[PLUG] Raving mad RAID

TomasK tomas.kuchta.lists at gmail.com
Tue Feb 2 05:16:46 UTC 2021


On Mon, 2021-02-01 at 16:19 -0800, John Jason Jordan wrote:
> About a week ago I finally was successful in creating a RAID0 array
> on
> my four NVMe drives that are installed in a Thunderbolt 3 enclosure.
> After creating the array it appeared in /dev as md0. After rebooting
> it
> became md127. I copied the UUID from Gparted and used it in a line
> that I added to /etc/fstab.
> 
> The array has been working fine ever since I created it, including
> copying files to it late last night. This morning I tried to add a
> torrent for a distro ISO to Ktorrent, and got an error message that
> Ktorrent couldn't add the torrent because the location to copy it to
> did not exist.
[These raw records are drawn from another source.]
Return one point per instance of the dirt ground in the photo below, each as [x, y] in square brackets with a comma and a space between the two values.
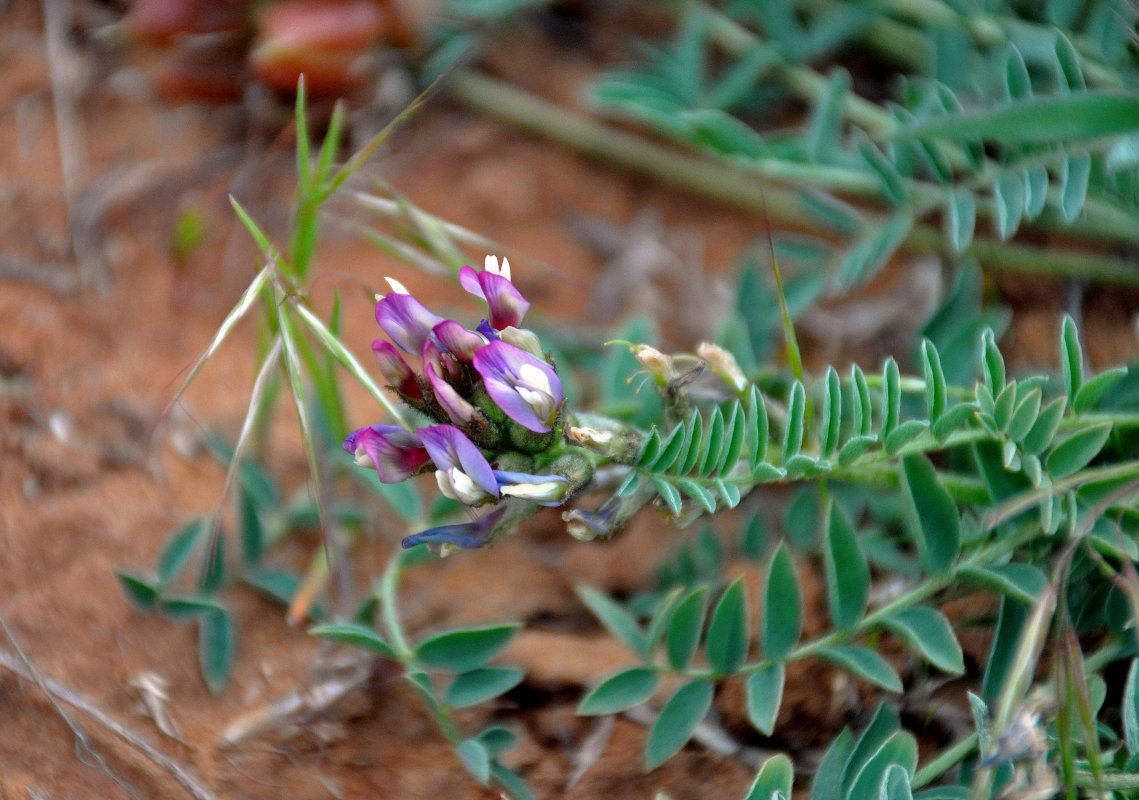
[92, 349]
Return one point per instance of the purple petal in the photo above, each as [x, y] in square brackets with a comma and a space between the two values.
[485, 329]
[396, 372]
[468, 535]
[406, 320]
[505, 301]
[456, 339]
[459, 410]
[450, 448]
[395, 454]
[523, 385]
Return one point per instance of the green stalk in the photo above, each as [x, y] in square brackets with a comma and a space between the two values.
[731, 187]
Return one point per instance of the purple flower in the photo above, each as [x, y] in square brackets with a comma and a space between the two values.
[545, 490]
[396, 372]
[463, 472]
[465, 535]
[523, 385]
[406, 320]
[505, 301]
[459, 410]
[396, 454]
[457, 340]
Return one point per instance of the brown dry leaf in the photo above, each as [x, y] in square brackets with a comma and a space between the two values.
[154, 693]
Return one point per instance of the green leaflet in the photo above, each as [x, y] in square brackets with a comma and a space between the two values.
[877, 733]
[861, 405]
[832, 413]
[1071, 358]
[475, 759]
[216, 647]
[783, 607]
[793, 434]
[764, 695]
[728, 630]
[482, 684]
[1008, 195]
[1074, 180]
[900, 750]
[865, 663]
[178, 548]
[773, 778]
[931, 634]
[828, 777]
[615, 618]
[1083, 115]
[1131, 708]
[847, 573]
[678, 719]
[620, 691]
[685, 628]
[1022, 582]
[465, 649]
[936, 398]
[935, 513]
[140, 592]
[1074, 452]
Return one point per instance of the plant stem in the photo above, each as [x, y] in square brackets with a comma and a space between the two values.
[732, 187]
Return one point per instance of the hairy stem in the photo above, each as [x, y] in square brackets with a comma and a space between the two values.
[730, 186]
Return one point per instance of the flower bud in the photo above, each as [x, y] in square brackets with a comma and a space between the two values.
[523, 340]
[660, 366]
[723, 364]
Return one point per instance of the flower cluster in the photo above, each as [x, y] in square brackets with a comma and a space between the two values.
[493, 398]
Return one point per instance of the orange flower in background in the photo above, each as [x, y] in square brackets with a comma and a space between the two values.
[275, 42]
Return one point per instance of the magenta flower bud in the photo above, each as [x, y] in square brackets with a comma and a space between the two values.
[523, 385]
[469, 535]
[459, 410]
[395, 370]
[406, 320]
[461, 471]
[505, 301]
[457, 340]
[394, 452]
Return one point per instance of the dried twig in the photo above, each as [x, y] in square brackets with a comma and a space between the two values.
[58, 694]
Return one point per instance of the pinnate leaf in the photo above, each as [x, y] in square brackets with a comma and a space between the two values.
[216, 646]
[764, 695]
[465, 649]
[863, 662]
[615, 618]
[1074, 452]
[178, 548]
[685, 628]
[931, 633]
[482, 684]
[728, 630]
[935, 512]
[620, 691]
[783, 607]
[1022, 582]
[847, 573]
[139, 590]
[677, 721]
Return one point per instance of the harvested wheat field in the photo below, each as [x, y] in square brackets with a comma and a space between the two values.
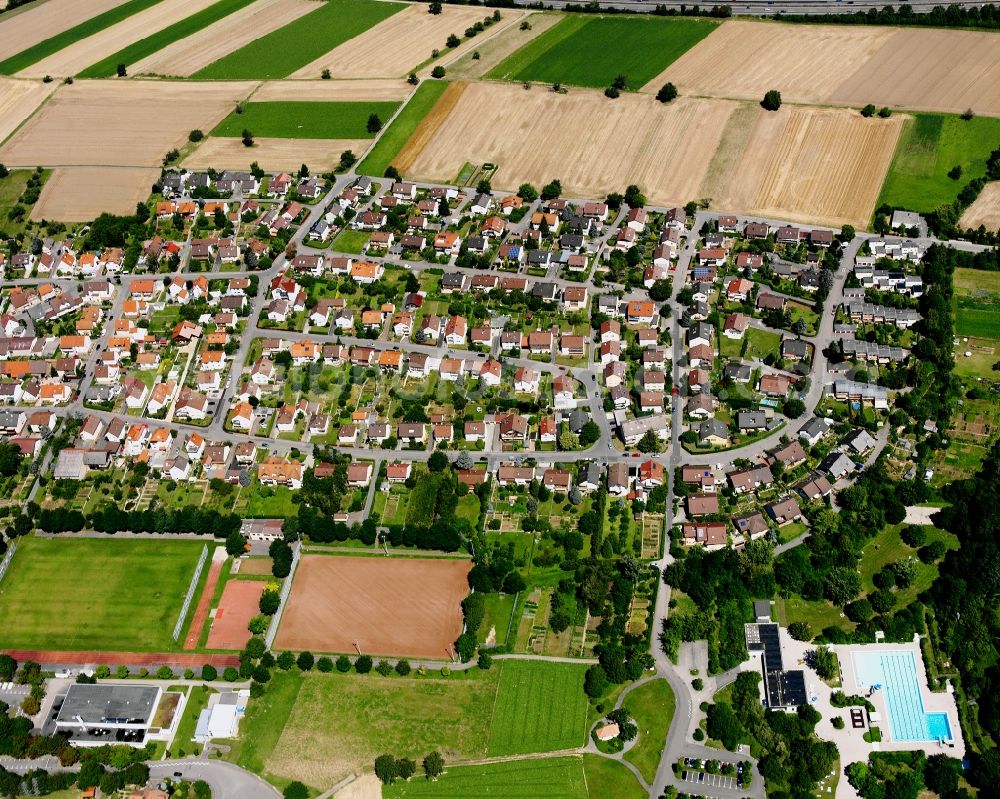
[818, 165]
[120, 123]
[592, 144]
[18, 101]
[20, 30]
[495, 49]
[930, 70]
[229, 34]
[89, 51]
[985, 210]
[386, 606]
[79, 193]
[744, 59]
[273, 155]
[324, 91]
[396, 45]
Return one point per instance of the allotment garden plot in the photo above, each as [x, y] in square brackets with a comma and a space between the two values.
[95, 594]
[384, 606]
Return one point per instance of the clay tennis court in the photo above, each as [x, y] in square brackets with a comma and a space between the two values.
[388, 606]
[239, 603]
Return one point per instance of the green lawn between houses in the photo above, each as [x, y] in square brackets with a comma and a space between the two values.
[300, 42]
[465, 715]
[402, 127]
[155, 42]
[96, 593]
[89, 27]
[592, 51]
[928, 147]
[305, 120]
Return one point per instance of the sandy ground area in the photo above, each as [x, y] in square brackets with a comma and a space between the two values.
[219, 152]
[824, 166]
[119, 123]
[334, 90]
[78, 194]
[239, 603]
[495, 49]
[229, 34]
[387, 606]
[18, 100]
[985, 210]
[933, 70]
[744, 59]
[19, 29]
[396, 45]
[592, 144]
[89, 51]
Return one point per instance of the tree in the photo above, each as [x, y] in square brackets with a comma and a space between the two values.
[794, 408]
[771, 101]
[433, 765]
[236, 544]
[385, 769]
[295, 790]
[667, 93]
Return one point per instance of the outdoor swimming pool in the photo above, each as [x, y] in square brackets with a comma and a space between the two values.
[896, 673]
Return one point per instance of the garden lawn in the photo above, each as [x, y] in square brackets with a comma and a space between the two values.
[139, 50]
[652, 706]
[402, 127]
[95, 594]
[54, 44]
[592, 51]
[540, 707]
[608, 778]
[305, 120]
[929, 146]
[281, 52]
[552, 778]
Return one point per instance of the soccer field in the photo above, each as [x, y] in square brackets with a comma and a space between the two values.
[95, 593]
[593, 51]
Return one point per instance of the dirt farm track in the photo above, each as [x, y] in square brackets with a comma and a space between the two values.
[386, 606]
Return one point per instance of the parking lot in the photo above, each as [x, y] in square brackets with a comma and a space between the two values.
[705, 780]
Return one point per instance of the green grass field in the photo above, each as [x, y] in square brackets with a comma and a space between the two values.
[89, 27]
[305, 120]
[554, 778]
[282, 52]
[157, 41]
[540, 707]
[393, 139]
[100, 594]
[929, 146]
[652, 706]
[592, 51]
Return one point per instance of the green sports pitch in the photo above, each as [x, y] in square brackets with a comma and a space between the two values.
[294, 119]
[96, 594]
[593, 51]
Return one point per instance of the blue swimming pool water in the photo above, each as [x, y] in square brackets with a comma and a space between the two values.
[896, 673]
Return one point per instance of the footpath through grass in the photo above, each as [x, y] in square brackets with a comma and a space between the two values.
[593, 51]
[929, 146]
[540, 707]
[294, 119]
[155, 42]
[652, 706]
[89, 27]
[285, 50]
[402, 127]
[96, 593]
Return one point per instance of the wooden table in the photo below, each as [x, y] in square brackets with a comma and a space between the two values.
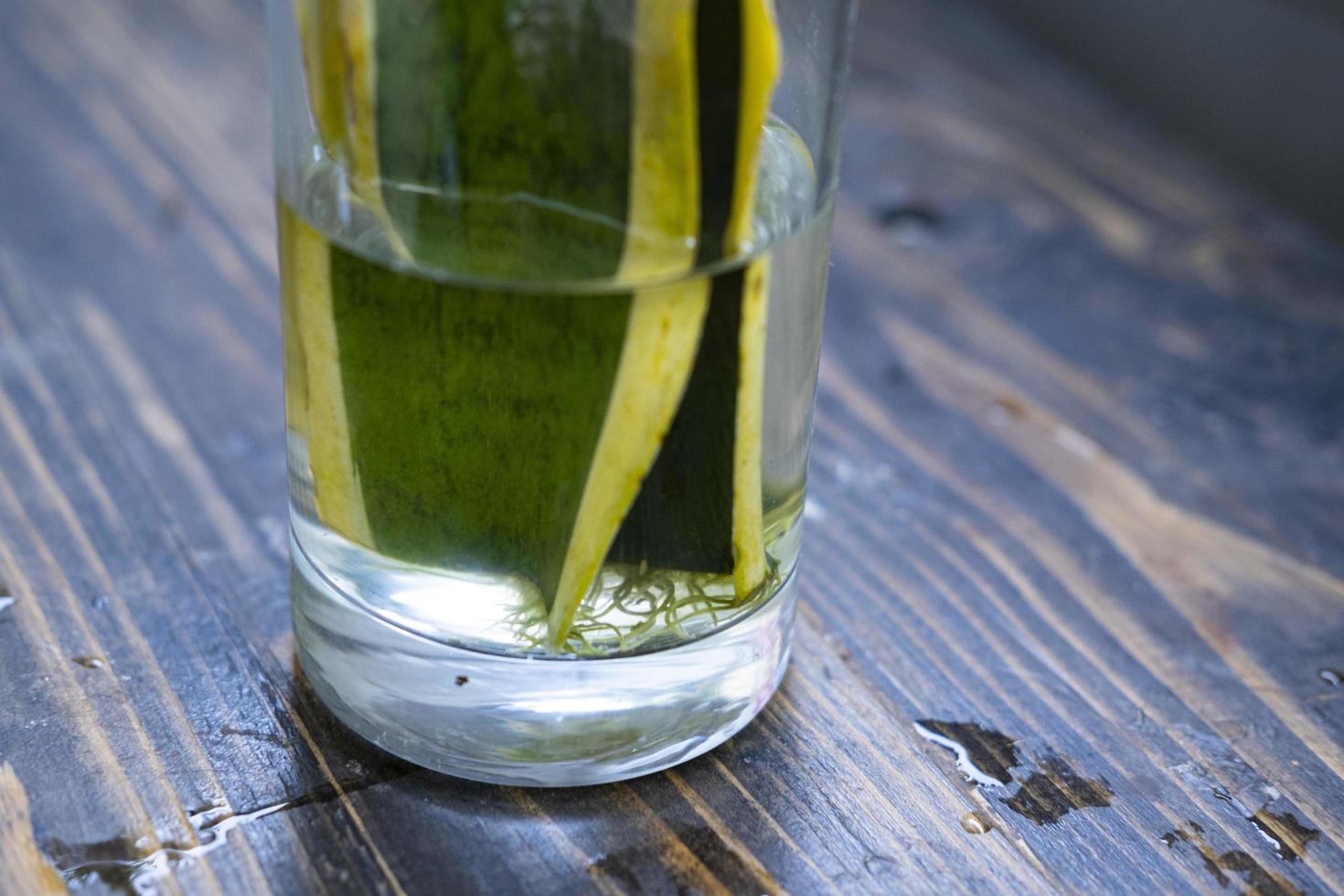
[1078, 503]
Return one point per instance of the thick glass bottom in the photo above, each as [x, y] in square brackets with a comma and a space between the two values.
[535, 720]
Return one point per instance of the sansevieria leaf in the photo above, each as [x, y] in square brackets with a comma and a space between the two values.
[515, 430]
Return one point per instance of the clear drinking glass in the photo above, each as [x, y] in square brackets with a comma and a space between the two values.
[552, 278]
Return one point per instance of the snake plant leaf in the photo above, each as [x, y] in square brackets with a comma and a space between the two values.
[514, 430]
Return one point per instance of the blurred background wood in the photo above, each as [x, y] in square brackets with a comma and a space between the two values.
[1077, 509]
[1255, 83]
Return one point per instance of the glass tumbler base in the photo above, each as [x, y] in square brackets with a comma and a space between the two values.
[535, 721]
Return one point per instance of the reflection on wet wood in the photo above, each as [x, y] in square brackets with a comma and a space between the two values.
[1074, 579]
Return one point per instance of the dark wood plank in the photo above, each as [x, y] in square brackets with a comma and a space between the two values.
[1077, 481]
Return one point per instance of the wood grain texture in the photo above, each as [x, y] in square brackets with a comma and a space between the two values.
[1077, 481]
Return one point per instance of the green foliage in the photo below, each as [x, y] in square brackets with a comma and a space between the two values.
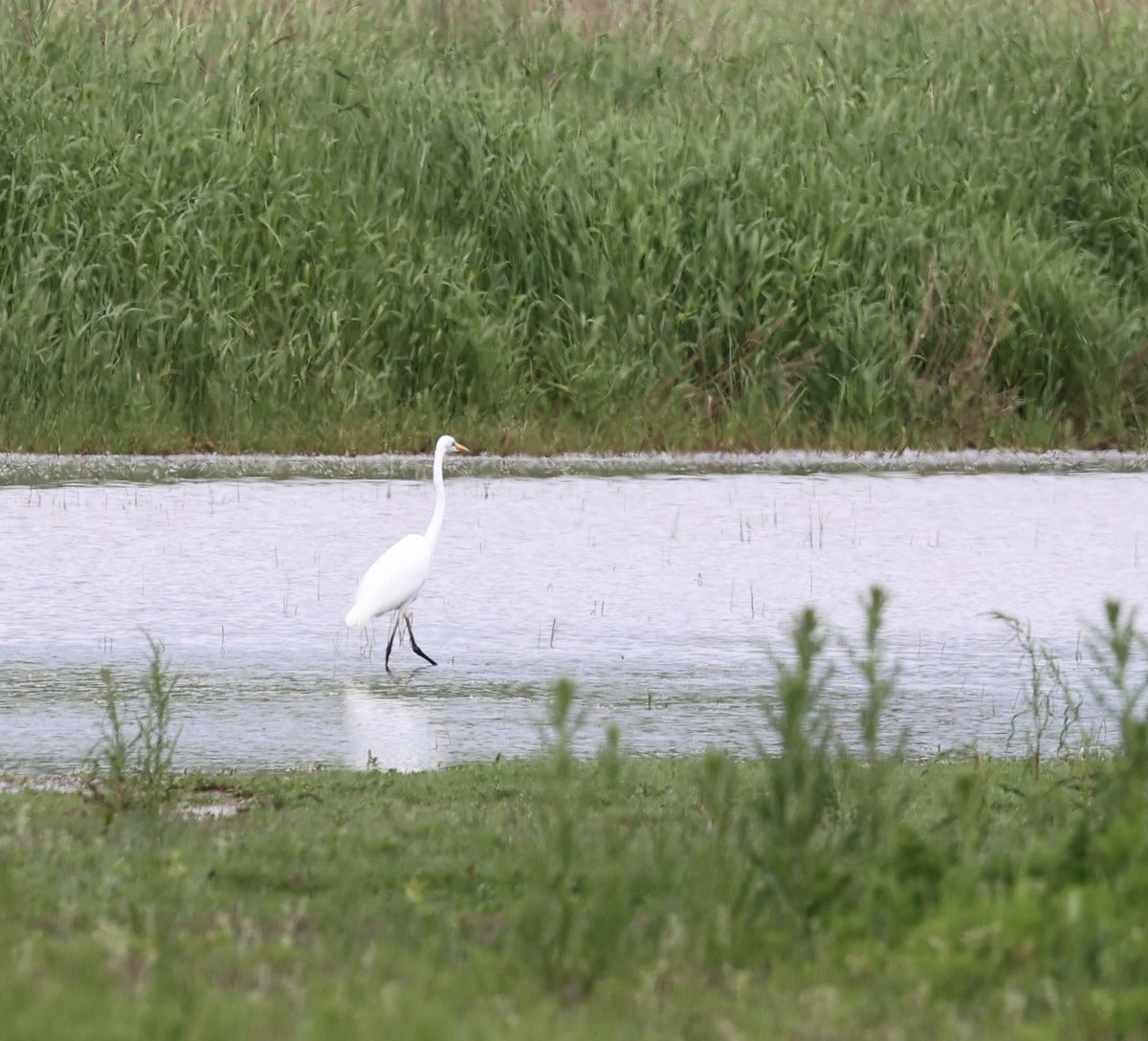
[606, 225]
[131, 768]
[810, 892]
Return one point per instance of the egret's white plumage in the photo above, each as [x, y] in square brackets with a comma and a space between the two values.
[396, 577]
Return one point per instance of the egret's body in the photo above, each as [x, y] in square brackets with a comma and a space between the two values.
[394, 581]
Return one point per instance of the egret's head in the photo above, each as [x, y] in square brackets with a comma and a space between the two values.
[448, 444]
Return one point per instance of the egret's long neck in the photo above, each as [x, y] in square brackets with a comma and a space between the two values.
[440, 499]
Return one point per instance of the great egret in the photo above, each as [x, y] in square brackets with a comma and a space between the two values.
[396, 577]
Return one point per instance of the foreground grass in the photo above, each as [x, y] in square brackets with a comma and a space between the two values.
[810, 893]
[625, 898]
[591, 226]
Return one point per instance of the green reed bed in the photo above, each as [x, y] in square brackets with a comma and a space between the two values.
[578, 225]
[813, 892]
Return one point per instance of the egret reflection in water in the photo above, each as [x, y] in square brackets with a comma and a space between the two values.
[661, 594]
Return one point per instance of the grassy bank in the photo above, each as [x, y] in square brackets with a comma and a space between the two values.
[809, 893]
[592, 226]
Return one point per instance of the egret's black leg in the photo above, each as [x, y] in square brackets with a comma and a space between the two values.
[390, 643]
[414, 646]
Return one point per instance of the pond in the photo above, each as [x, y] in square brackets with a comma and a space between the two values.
[666, 588]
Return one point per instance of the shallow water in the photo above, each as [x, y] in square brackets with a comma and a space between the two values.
[660, 586]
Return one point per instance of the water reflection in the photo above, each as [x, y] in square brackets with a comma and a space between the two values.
[661, 594]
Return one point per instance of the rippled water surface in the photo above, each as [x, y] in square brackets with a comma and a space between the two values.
[660, 587]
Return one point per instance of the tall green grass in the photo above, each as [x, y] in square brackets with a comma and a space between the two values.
[574, 225]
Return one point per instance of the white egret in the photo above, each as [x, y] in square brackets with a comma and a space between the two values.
[396, 577]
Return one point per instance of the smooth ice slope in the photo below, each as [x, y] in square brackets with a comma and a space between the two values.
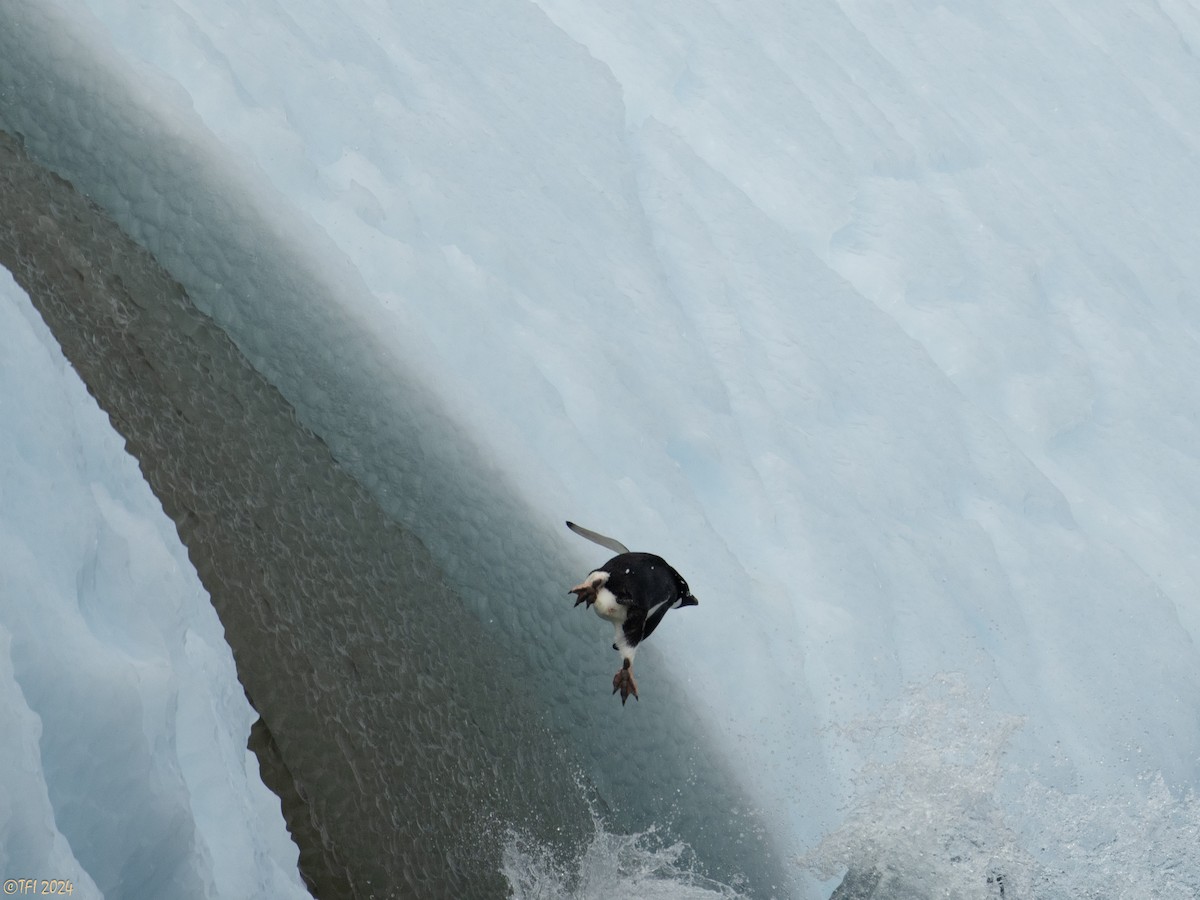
[127, 771]
[877, 319]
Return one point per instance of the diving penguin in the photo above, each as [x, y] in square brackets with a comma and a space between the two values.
[634, 592]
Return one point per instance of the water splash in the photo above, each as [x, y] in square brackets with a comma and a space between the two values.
[643, 865]
[941, 810]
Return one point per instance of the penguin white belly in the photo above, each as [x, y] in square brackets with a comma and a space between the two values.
[607, 607]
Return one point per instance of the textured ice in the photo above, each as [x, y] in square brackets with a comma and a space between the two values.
[127, 771]
[879, 322]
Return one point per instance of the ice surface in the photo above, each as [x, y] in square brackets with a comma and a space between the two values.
[879, 322]
[127, 773]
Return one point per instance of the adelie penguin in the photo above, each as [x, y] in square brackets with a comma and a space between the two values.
[634, 592]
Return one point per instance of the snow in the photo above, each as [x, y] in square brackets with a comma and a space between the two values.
[877, 321]
[127, 774]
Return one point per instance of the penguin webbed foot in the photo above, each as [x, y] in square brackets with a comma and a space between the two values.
[624, 683]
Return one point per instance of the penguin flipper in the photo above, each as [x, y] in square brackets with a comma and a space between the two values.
[616, 546]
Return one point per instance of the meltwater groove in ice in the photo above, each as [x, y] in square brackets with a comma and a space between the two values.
[397, 723]
[411, 737]
[125, 771]
[300, 316]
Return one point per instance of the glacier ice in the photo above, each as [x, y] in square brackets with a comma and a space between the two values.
[129, 773]
[877, 321]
WTH?
> 
> I looked at my GUI file manager and all the files in the array were
> listed. I right-clicked on one of them and immediately noticed that
> Rename and Delete were no longer listed in the options. After a bit
> more poking around I determined that the array had become read-only
> overnight.
> 
> I decided to umount it and then re-mount it. The umount command gave
> me
> 'can't read superblock on /dev/md127p1,' which is what /dev/md0
> became
> after rebooting a week ago. However, apparently the umount command
> succeeded, because it was no longer mounted. Then I tried to re-mount
> it and got the same superblock error message.
> 
> Looking at /dev I see that most everything has changed. NVMe1-3 now
> have namespace 2 instead of the 1 that they were when I created the
> array. And now nvme5-8 are listed, which don't exist. And only
> nvme4n1
> had a partition after I created the array, and now it has two
> partitions.
> 
> It looks like I'm going to have to nuke the array, re-make it, and
> wait
> 24 hours to copy the 10TB of data back to the new array from the NAS
> backup. But before I do that I need to find out what went wrong.
> Might
> there be a defect in one of the NVMe drives? Or might there be a bug
> in
> mdadm when it tries to create an array out of NVMe media? Or when the
> ext4 filesystem was created? I assume that there exists a utility to
> check a drive, but I've never done that before. Suggestions?
> 
> I'm considering throwing my computers into the river and doing
> something useful with my life.
> 

Perhaps now would be the time to dig out those old emails and consider
some of the native alternatives rejected in favor of RAID0.